Ich probier mich mal noch ne Weile daran aus. 
Mir sind die Zusammenhänge jedoch nicht ganz klar, warum ich verschiedene Variablen als Index für meine Felder einsetzen musste, damit mein erster Durchlauf funktioniert, und auch nicht ob das der Königsweg ist. Ich habe es einfach so gelassen, als mir beim ausprobieren aufgefallen ist, dass so das richtige raus kommt.  Von daher kann es noch lange dauern bis ich drauf komme. Aber ich gebe Bescheid wenn ich auf etwas (mehr Klarheit) stoße!

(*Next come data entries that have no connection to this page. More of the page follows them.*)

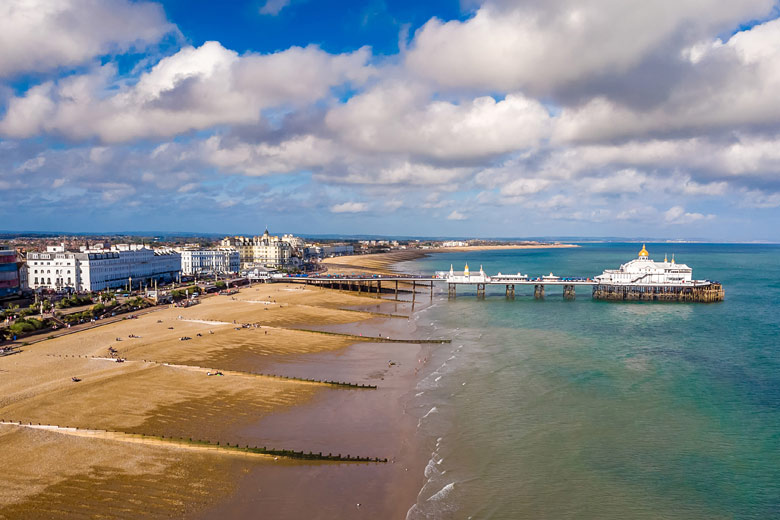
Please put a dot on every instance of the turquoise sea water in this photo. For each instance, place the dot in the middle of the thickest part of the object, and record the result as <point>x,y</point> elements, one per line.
<point>605,410</point>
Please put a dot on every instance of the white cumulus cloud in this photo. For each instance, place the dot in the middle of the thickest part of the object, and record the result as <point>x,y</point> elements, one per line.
<point>349,207</point>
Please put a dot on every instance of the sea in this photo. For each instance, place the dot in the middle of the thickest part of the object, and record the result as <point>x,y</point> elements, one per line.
<point>555,409</point>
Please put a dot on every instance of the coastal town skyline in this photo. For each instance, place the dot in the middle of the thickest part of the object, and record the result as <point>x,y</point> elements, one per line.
<point>454,118</point>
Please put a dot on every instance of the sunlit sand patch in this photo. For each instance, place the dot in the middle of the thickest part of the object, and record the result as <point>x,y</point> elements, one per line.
<point>159,400</point>
<point>57,476</point>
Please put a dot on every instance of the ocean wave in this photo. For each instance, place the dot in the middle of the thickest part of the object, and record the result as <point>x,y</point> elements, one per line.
<point>442,493</point>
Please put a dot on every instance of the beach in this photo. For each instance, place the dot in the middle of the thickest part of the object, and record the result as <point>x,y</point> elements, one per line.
<point>126,426</point>
<point>158,416</point>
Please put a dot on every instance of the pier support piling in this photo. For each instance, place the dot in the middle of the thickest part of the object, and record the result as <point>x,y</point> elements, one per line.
<point>510,291</point>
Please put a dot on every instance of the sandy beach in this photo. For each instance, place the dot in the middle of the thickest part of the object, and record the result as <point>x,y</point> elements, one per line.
<point>126,421</point>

Hier nochmal der Code im jetzigen Zustand, falls noch wer reingucken will: 

[Java]
import inout.Console;
public class GeheimschriftenTest
{
    private static char abc = 65;      //Um ASCII-Zeichen beginnend mit "A" zu durchlaufen
    private static int index = 0;      //Codetext-Index getrennt durchlaufen
    private static final char A = 65;      //Beginn des Alphabets
    private static final char Z = 90;      //Ende   des Alphabets

    //Hauptprogramm*****************************************************************************************
    public static void main (String args[]) {
        for(;{      // Auswahldialog mit Abbruchmöglichkeit
            System.out.println("\nWählen Sie bitte aus:");
            System.out.println("1: Ich will einen Text VERschlüsseln");
            System.out.println("2: Ich will einen Text ENTschlüsseln");
            char auswahl = Console.readChar();
            if(auswahl == '9') {break;}
            switch(auswahl){
                case '1': textEntschluesseln(); break;
                case '2': textEntschluesseln(); break;
                default: System.out.println("Keine gültige Eingabe. Wählen Sie Zwischen Möglichkeit 1, 2 oder brechen Sie mit '9' ab");
                continue;
                }  
        }
        System.out.print("Ende des Programms");
    }//Ende Hauptprogramm*****************************************************************************************

    public static void textEntschluesseln() {
        System.out.println("\nSchlüsselwort:");
        char []schluessel = "INFORMATIK".toCharArray();

        System.out.println("Text:");
        char []codetext = "LMVSNIYZSJCCUFUPOJHJQZXVGTEEGJLBRPNVYVZGUQRENGKGZESQMGXPAFKQFSMPFSUOWK".toCharArray();

        System.out.println("Entschlüsselter Text:");         //Klartext ausgeben
        wandleInKlartext(schluessel, codetext);
        System.out.println();
    }        


    public static char[] wandleInKlartext(char []schluessel, char []codetext) {
        char klartext[] = new char[codetext.length]; 
        for(int i = 0; i < codetext.length; i++){                   //codetext durchlaufen
           klartext[index] = (char)(codetext_ - schluessel[index] + abc);
           if(klartext[index] > Z){                                 //Abfrage auf Überschreitung des Alphabets 
                klartext[index] = (char)(klartext[index] - 26);     //Zurücksetzen um 26 Zeichen bei Überschreitung von "Z"
           } else if (klartext[index] < A) {
                klartext[index] = (char)(klartext[index] + 26);     //Vorsetzen um 26 Zeichen bei Unterschreitung von "A"
           }
           System.out.print(klartext[index]);
           if(abc < Z) abc++; else abc = A;
           if(index != schluessel.length-1)index++; else index = 0; //Schlüsselwort von vorne durchlaufen wenn Ende erreicht
        }
        index = 0;
        abc = 0;
        return klartext;
    }     
}
[/Java]_


----------



## helkom (14. Jun 2014)

Oh man ist das peinlich... 
abc gehört natürlich auf 65 für 'A' gesetzt und nicht auf 0. Sorry. Aber wenn ich Probleme habe, dann sind es immer solche vom Kaliber blöd... :bloed:


----------